Friday, April 13, 2012

My Life and My Love are on Opposite Sides of the Planet Earth.

It's kinda weird that even after 14 months since this blog's birth and my plunge into Europe, I've neglected to address my most prevalent problem in my franco-phonic home away from home. Loneliness. While there have been some notable names who've dropped in an out of the picture, I've found the language barrier and lack of employment and/or physical student body have left me, for the most part, pining away in solitude in my attic apartment. Wondering at a loss what places I have to go, people I have to see, etc. Since meeting and falling in love with TMI I've become uncomfortably dependent on his company; passing my days waiting for him to come home, languishing alone and without motivation.

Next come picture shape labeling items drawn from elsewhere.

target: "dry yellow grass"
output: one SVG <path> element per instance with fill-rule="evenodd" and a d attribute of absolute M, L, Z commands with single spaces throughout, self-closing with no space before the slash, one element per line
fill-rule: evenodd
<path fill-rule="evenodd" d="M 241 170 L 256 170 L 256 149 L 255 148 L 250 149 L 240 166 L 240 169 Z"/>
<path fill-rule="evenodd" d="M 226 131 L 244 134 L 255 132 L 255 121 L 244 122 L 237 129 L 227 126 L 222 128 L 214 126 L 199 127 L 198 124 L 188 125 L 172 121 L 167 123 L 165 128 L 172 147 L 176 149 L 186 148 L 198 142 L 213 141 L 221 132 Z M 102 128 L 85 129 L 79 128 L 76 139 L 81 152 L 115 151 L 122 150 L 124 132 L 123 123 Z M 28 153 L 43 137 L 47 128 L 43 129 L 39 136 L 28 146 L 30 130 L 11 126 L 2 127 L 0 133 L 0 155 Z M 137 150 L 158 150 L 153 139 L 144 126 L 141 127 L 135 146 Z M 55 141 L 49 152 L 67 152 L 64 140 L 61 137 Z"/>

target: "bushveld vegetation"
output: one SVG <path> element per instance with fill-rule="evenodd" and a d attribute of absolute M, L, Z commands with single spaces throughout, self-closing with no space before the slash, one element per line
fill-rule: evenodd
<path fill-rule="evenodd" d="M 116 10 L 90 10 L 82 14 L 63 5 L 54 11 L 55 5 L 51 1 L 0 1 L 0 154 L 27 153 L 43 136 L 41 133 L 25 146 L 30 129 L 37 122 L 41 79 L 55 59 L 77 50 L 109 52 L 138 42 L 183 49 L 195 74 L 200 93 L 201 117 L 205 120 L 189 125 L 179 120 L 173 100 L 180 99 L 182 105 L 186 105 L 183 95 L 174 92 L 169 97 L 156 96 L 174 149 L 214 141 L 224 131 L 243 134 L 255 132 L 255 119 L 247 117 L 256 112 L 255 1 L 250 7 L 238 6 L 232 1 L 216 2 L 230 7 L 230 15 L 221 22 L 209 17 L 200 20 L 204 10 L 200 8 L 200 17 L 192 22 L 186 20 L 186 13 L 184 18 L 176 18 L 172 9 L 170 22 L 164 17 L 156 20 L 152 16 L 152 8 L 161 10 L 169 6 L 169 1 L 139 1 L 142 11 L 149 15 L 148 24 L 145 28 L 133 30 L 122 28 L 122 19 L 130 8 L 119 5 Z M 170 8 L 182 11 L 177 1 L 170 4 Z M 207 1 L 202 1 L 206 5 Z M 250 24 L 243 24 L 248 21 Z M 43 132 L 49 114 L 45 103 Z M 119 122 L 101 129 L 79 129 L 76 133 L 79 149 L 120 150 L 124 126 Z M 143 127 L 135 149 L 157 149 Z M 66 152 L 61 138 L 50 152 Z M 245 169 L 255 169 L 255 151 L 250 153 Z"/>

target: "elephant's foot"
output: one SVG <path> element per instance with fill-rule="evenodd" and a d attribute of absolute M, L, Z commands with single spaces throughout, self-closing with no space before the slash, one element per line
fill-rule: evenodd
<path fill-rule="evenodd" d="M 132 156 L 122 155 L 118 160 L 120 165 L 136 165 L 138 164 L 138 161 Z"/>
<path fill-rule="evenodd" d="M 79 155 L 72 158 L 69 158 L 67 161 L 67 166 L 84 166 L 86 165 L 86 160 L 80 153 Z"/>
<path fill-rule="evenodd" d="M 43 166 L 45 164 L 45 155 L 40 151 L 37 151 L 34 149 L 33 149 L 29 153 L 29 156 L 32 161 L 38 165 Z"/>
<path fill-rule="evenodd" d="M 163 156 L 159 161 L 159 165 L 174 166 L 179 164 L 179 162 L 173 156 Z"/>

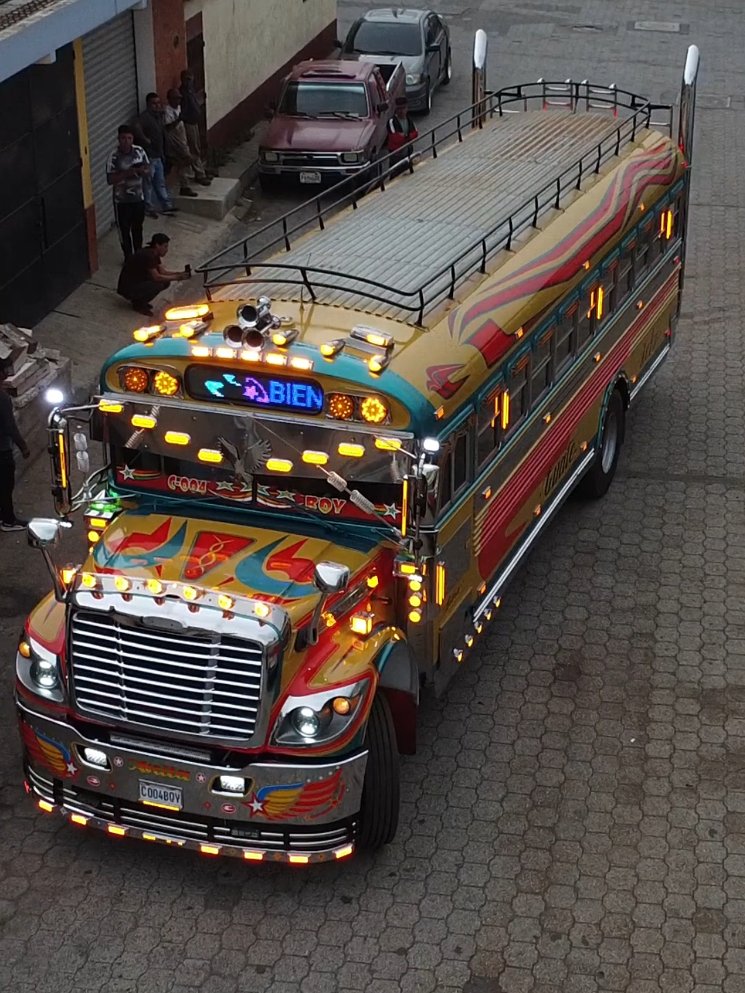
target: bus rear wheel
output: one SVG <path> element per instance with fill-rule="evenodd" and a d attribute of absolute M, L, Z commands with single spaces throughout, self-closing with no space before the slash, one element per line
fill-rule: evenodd
<path fill-rule="evenodd" d="M 381 693 L 372 700 L 365 744 L 368 765 L 358 841 L 361 848 L 375 849 L 395 837 L 400 793 L 395 727 L 388 702 Z"/>
<path fill-rule="evenodd" d="M 603 430 L 595 461 L 579 485 L 579 493 L 590 499 L 599 499 L 608 493 L 618 468 L 621 446 L 624 442 L 626 412 L 621 393 L 614 389 L 603 418 Z"/>

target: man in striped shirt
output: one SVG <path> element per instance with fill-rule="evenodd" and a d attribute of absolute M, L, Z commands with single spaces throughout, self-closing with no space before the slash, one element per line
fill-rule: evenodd
<path fill-rule="evenodd" d="M 113 187 L 114 213 L 124 258 L 142 248 L 145 222 L 143 180 L 150 172 L 145 150 L 134 143 L 129 124 L 119 126 L 119 141 L 106 163 L 106 179 Z"/>

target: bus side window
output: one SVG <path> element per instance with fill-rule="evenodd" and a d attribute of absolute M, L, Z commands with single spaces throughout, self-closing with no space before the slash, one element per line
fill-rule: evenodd
<path fill-rule="evenodd" d="M 577 305 L 575 304 L 570 310 L 564 314 L 561 320 L 556 325 L 556 333 L 554 334 L 555 349 L 556 354 L 554 356 L 554 365 L 556 371 L 562 369 L 566 363 L 571 359 L 575 351 L 576 342 L 576 324 L 577 324 Z"/>
<path fill-rule="evenodd" d="M 595 300 L 597 287 L 585 290 L 579 300 L 579 315 L 577 317 L 577 352 L 580 352 L 587 342 L 592 338 L 595 315 Z"/>
<path fill-rule="evenodd" d="M 455 452 L 453 455 L 453 496 L 468 483 L 468 439 L 469 433 L 461 431 L 455 439 Z"/>
<path fill-rule="evenodd" d="M 532 406 L 545 395 L 553 380 L 552 376 L 552 344 L 554 330 L 547 331 L 537 344 L 532 354 L 530 364 L 530 403 Z"/>
<path fill-rule="evenodd" d="M 501 393 L 492 390 L 481 401 L 477 424 L 476 461 L 481 467 L 491 459 L 500 446 Z"/>
<path fill-rule="evenodd" d="M 620 306 L 626 300 L 634 286 L 634 245 L 629 245 L 618 263 L 618 279 L 616 280 L 615 306 Z"/>
<path fill-rule="evenodd" d="M 453 457 L 450 445 L 440 463 L 439 507 L 444 510 L 453 498 Z"/>
<path fill-rule="evenodd" d="M 513 369 L 509 382 L 509 399 L 503 411 L 502 424 L 506 431 L 516 428 L 527 413 L 527 365 L 529 357 L 523 355 Z M 505 404 L 503 399 L 503 406 Z"/>

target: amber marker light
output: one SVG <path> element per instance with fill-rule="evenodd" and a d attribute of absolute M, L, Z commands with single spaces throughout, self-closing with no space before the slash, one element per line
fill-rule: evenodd
<path fill-rule="evenodd" d="M 161 369 L 153 377 L 153 386 L 155 386 L 156 393 L 160 393 L 161 396 L 173 396 L 179 390 L 179 380 L 175 375 Z"/>
<path fill-rule="evenodd" d="M 147 414 L 134 414 L 131 424 L 133 428 L 154 428 L 158 422 L 154 417 L 149 417 Z"/>
<path fill-rule="evenodd" d="M 192 436 L 184 431 L 166 431 L 163 436 L 169 445 L 188 445 Z"/>
<path fill-rule="evenodd" d="M 197 321 L 212 317 L 210 304 L 194 304 L 191 307 L 172 307 L 166 311 L 166 321 Z"/>
<path fill-rule="evenodd" d="M 268 459 L 266 468 L 270 473 L 291 473 L 292 463 L 289 459 Z"/>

Certainly, things have got to change. TMI, no matter how much I love him, can't be worth spending my life waiting around. I know I should go back to Hawaii or the West coast and start a life there, I know it.. But leaving TMI would be like slowly chiseling through my own arm with a pocket knife- like that guy who was stuck in a ravine with his arm pinned under a boulder for several days. How do I do that?! Sack up and take the ouch, or stick it out for love? I wish option two were the answer but honestly I know I couldn't go another month, let alone nine, as we've been planning, like this. So I should go. But the little voice inside me yells "no, no! don't do it! He's the one you idiot, don't give him up for anything!!"

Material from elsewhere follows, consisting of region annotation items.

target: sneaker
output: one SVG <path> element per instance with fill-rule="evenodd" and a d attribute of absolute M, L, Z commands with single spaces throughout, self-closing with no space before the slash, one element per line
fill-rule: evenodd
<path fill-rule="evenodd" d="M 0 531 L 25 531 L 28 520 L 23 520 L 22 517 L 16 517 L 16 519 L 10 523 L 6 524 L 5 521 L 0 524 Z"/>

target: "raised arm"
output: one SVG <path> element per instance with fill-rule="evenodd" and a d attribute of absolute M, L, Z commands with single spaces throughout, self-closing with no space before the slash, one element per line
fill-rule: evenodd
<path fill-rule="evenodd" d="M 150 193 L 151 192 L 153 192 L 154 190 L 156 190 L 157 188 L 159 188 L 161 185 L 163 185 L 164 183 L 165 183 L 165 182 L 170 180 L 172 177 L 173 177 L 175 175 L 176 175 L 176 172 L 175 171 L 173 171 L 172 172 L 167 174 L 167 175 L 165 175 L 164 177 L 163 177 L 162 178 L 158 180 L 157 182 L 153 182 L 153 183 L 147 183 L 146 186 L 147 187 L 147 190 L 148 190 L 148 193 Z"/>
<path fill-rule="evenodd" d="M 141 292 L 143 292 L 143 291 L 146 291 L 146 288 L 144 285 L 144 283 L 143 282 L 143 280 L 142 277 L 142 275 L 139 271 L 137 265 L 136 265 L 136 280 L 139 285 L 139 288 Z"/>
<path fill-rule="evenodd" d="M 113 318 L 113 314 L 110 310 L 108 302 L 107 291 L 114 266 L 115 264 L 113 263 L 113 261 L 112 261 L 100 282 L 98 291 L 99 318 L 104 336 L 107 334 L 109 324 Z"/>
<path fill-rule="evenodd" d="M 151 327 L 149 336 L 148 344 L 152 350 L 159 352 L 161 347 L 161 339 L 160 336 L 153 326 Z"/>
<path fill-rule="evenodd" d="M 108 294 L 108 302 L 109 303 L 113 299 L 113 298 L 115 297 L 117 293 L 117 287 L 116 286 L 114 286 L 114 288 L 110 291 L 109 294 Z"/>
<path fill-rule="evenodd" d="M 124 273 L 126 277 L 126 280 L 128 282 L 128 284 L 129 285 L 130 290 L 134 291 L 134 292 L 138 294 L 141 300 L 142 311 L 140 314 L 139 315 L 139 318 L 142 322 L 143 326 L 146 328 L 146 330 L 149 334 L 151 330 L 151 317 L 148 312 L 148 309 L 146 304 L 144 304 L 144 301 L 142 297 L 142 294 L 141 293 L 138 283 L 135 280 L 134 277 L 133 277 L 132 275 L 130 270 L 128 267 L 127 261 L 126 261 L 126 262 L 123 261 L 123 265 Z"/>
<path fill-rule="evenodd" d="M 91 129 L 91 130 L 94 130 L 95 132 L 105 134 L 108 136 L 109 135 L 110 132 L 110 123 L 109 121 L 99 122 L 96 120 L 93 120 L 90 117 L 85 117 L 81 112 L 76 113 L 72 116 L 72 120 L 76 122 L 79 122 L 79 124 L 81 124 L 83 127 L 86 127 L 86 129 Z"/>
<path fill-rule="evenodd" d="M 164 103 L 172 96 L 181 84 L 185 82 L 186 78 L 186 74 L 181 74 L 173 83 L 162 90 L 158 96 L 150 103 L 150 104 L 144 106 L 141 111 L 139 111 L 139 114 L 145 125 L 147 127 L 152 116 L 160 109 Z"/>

If only he'd made the compromise I was counting on and taken an internship in the Napa valley, these questions wouldn't be writhing around in my brain. Well, granted, at least I have something to think and complain about, and instructional videos on how to be lonely.




2 comments:

  1. oh wow. I didnt know you had decided...sounds like you have?
    I dont say this is flippantly because I know its SOOO difficult in France to meet people but can't you force yourself to go out and meet people, other than TMI? DO you hangout with his friends? Have you tried expat websites? I know your feelings of loneliness, i've been there, some days i'm still there...but I choose my life with my man and my baby girl.
    I feel like there are some other options you need to explore to improve your life here...before you choose to head back and give up on your life.

    I also think though that a compromise from him would have been better BUT too late for that now...

    Louise xo

    ReplyDelete
  2. oh and...the spelling errors/mistakes I've made are ridiculous...jeez, I apologize! (my total pet peeve!)